Approach and Methods
We will evaluate the physicochemical properties of the selected materials via advanced DFT-based methods to use them as descriptors in supervised machine learning (ML) algorithms to predict their experimental catalytic performance. After extensively testing the algorithms and via surrogate ML models to obtain the most computationally demanding features, we will perform the high throughput screening of binary oxides via the developed tools. Then, we will formalize the inverse generation of binary oxides active in the target reaction by using generative conditional learning combining variational autoencoders with diffusion-based methods.

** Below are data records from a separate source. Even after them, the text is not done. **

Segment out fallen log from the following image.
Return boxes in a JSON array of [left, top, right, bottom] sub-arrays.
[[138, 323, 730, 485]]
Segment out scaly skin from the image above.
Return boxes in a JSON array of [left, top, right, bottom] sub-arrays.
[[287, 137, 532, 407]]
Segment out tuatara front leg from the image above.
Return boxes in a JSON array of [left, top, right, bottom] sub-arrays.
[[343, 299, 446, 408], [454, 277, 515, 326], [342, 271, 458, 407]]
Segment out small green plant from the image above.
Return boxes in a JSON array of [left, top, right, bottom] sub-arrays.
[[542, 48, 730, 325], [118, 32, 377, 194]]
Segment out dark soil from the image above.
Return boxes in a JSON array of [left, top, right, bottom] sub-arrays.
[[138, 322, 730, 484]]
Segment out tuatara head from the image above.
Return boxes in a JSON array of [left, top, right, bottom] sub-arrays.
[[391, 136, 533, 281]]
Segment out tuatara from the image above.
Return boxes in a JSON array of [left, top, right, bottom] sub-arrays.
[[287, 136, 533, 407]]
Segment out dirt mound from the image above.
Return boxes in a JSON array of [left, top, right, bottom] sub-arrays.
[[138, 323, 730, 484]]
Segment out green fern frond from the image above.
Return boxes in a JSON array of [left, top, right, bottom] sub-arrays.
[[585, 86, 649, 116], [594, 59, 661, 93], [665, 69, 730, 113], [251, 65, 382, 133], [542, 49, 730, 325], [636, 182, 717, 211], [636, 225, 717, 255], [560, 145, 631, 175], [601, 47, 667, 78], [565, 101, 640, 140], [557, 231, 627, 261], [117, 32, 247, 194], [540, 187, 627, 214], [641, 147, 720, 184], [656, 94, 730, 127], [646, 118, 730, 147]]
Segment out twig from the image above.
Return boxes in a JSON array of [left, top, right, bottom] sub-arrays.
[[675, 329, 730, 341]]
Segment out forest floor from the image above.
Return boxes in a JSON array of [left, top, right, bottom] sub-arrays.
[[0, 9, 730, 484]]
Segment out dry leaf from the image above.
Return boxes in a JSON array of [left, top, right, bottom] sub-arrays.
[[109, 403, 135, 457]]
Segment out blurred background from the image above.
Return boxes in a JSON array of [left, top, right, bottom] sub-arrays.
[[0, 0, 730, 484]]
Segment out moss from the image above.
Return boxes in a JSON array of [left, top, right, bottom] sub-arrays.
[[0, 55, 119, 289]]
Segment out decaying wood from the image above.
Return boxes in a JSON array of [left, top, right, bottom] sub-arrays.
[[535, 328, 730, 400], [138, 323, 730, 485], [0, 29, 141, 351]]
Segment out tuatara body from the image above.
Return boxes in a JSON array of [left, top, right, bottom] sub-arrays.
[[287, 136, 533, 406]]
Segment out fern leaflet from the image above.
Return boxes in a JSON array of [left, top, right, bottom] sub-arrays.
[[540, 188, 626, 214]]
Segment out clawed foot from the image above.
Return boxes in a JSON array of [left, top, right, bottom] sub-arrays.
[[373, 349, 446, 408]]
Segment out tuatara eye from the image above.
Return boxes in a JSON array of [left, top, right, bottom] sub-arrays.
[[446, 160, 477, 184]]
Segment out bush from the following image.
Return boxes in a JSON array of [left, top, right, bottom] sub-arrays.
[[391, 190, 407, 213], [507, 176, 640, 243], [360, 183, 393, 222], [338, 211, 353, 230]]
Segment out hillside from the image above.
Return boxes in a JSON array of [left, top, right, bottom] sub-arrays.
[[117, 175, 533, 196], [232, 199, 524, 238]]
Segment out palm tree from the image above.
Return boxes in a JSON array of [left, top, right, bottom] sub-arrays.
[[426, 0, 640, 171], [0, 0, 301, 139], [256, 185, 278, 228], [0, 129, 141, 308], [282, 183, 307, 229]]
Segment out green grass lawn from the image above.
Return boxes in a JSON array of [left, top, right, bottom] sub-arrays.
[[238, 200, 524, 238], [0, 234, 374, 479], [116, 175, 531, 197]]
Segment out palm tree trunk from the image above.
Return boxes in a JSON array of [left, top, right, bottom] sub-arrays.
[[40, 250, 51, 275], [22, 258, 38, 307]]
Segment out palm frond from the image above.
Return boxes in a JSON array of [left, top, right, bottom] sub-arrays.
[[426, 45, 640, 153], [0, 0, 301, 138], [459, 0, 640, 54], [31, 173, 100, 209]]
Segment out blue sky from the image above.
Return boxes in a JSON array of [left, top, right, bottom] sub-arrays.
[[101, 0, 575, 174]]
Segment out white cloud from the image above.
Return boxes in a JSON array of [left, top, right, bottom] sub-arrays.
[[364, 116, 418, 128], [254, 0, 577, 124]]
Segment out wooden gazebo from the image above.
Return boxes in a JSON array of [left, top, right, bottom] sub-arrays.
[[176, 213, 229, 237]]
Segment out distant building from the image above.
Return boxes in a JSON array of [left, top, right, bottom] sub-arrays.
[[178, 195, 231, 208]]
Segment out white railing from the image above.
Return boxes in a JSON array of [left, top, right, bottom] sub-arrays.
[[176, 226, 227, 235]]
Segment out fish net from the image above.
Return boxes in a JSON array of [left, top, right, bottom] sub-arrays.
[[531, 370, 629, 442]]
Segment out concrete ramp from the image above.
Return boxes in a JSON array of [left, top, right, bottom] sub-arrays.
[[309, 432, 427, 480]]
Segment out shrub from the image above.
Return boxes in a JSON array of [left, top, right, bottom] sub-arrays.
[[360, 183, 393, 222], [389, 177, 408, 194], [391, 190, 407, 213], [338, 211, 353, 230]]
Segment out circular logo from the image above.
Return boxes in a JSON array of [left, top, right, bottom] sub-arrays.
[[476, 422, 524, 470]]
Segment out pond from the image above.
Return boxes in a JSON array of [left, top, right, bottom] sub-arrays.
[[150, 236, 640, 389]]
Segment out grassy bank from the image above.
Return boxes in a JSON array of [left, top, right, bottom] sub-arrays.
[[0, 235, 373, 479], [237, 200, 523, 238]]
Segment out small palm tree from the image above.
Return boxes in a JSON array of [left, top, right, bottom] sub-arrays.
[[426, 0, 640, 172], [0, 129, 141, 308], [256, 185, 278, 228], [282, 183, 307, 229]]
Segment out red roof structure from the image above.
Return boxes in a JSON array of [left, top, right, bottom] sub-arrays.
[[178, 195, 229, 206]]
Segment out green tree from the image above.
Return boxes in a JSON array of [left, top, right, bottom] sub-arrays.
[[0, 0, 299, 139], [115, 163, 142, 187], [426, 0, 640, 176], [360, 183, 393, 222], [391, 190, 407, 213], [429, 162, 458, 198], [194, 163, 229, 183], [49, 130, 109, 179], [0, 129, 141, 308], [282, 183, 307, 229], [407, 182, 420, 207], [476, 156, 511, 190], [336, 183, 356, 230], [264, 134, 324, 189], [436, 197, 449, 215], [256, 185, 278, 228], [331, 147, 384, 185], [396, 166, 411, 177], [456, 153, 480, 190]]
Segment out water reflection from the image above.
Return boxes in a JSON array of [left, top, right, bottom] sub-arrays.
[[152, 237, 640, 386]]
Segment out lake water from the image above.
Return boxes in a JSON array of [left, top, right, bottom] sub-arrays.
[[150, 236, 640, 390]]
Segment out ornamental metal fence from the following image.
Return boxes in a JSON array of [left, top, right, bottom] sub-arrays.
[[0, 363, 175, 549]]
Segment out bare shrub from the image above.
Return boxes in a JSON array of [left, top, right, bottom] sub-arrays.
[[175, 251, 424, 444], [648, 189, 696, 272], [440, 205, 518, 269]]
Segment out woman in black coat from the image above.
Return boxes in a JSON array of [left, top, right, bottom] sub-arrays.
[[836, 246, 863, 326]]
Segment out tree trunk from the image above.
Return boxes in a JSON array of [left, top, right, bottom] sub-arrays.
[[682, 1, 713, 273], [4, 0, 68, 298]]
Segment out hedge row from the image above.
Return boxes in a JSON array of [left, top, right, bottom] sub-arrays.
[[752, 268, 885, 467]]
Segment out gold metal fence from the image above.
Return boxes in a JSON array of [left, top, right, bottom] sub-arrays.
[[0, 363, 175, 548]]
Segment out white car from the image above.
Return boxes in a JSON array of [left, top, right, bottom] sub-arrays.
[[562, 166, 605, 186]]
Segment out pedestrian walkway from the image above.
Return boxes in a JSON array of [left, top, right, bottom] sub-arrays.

Level of Originality and Innovation
The project envisages an original, artificial intelligence-driven, and top-bottom approach to the computational design of heterogeneous catalysts, contrasting with the state-of-the-art bottom-up strategy. It will pave the way to the inverse design of heterogeneous catalysts while providing unprecedented knowledge of oxides as thermocatalyzed CO2 hydrogenation catalysts.
Primary researchers involved
Prof. Aleix Comas-Vives (TU Wien) will lead the proposal and supervise two co-workers funded by the project. Two international experimental collaborators with whom the PI has active collaborations: Prof. Christophe Copéret and Prof. Christoph Müller (ETH Zürich) will provide reliable experimental data to benchmark the methodologies and test the potential of the theoretical predictions.